Wrong search results due to stale request cache (in some rare situations) #94

d-maurer · 2020-02-14T09:45:32Z

I have just tracked down a difficult problem to UnIndex's request caching (details: "https://community.plone.org/t/potential-memory-corruption-during-migration-plone-4-2-5-2/11655/11"). This demonstrates that it is potentially dangerous. Looking at the code, it seems that UnIndex forgets to invalidate the cache when the index gets modified (and it would not be easy to get this done reliably as many derived classes override the modification methods and therefore may need to take care of the cache invalidation themselves); if this is really the case, then in a sequence of "search, modify index, search" the second search may give outdated results.

What is the use case for this request caching? For me, it seems quite rare that the same request issued the same subquery against the same index several times. If there is not convincing use case, should we not eliminate this feature?

The text was updated successfully, but these errors were encountered:

andbag · 2020-02-14T12:55:06Z

Under Plone there are countless catalog queries that use the same index including filters for different content listings. Without a request cache, the same intersection within the UnIndex would have to be created again and again within a page structure when the index is called repeatedly. In our experience, several 100ms can be saved during page generation for large sites. For example, the Plone indexes derived from UnIndex, allowedUsersAndRoles (KeywordIndex) and effective (DateRangeIndex), are logically ANDed with every query with every catalog call.

It would be sad if the performance improvement, whose implementation was work intensive, would be dropped for large Plone sites.

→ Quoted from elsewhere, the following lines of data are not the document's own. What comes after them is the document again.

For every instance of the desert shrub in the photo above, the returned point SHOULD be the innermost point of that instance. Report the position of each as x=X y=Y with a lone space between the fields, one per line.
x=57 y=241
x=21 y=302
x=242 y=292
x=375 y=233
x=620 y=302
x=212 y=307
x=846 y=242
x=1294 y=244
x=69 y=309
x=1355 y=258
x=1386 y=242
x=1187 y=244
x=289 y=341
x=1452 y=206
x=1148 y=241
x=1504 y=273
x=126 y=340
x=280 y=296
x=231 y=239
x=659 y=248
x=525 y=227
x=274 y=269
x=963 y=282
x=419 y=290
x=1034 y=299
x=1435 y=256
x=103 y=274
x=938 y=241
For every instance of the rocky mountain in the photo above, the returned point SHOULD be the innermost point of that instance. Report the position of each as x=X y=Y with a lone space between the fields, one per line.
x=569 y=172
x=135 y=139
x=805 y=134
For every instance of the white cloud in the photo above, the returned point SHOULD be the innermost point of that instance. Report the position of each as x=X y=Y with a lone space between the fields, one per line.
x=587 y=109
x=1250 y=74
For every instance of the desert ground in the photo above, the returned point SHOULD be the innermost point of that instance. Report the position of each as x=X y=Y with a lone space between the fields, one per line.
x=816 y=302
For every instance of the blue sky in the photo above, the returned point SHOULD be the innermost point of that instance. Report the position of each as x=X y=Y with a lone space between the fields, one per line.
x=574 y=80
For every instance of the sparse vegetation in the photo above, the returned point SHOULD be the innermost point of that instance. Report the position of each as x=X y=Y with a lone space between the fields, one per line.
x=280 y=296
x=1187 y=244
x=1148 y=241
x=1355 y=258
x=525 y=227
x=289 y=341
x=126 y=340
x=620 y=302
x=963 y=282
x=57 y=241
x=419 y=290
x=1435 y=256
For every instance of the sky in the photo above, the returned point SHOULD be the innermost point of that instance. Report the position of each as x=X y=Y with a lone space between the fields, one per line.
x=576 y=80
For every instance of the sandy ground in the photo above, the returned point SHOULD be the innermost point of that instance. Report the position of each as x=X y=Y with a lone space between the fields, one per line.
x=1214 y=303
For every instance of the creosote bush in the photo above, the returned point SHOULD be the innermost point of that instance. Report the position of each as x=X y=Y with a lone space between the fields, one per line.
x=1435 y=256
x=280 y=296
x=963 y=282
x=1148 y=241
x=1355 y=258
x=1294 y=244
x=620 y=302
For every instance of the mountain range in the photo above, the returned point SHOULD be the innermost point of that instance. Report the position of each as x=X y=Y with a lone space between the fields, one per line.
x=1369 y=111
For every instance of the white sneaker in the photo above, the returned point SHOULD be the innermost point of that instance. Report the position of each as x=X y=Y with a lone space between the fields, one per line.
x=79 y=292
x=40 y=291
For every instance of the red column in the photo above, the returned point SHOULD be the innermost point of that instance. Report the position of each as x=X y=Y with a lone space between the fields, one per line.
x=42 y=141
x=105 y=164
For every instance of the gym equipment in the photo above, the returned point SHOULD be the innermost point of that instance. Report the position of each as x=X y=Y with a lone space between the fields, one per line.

d-maurer · 2020-02-14T17:23:54Z

Andreas Gabriel wrote at 2020-2-14 04:55 -0800:

Under Plone there are countless catalog queries that use the same index including filters for different content listings. Without a request cache, the same intersection within the UnIndex would have to be created again and again within a page structure when the index is called repeatedly. In our experience, several 100ms can be saved during page generation for large sites. For example, the Plone indexes derived from UnIndex, allowedUsersAndRoles (KeywordIndex) and effective (DateRangeIndex), are logically ANDed with every query with every catalog call. It would be sad if the performance improvement, whose implementation was work intensive, would be dropped for large Plone sites.

In this case, the request caching should be made safer: * the cache is actually a catalog, not an index related cache. As a consequence, `PluginIndexes.cache` should be moved to `ZCatalog` and `UnIndex` obtain the cache to be used from its catalog. * for persistent catalogs, the cache key should include the oid and database in addition to the current information. This would prevent the wrong delivery of search results for foreign catalogs (as I have observed in a mass Plone portal migration script) * the catalog should invalidate its cache on "[un]catalogObject" to prevent the delivery of outdated cached search results when a request uses "search, modify catalog, search" like sequences.

d-maurer · 2020-02-15T08:29:23Z

Andreas Gabriel wrote at 2020-2-14 04:55 -0800:

... It would be sad if the performance improvement, whose implementation was work intensive, would be dropped for large Plone sites.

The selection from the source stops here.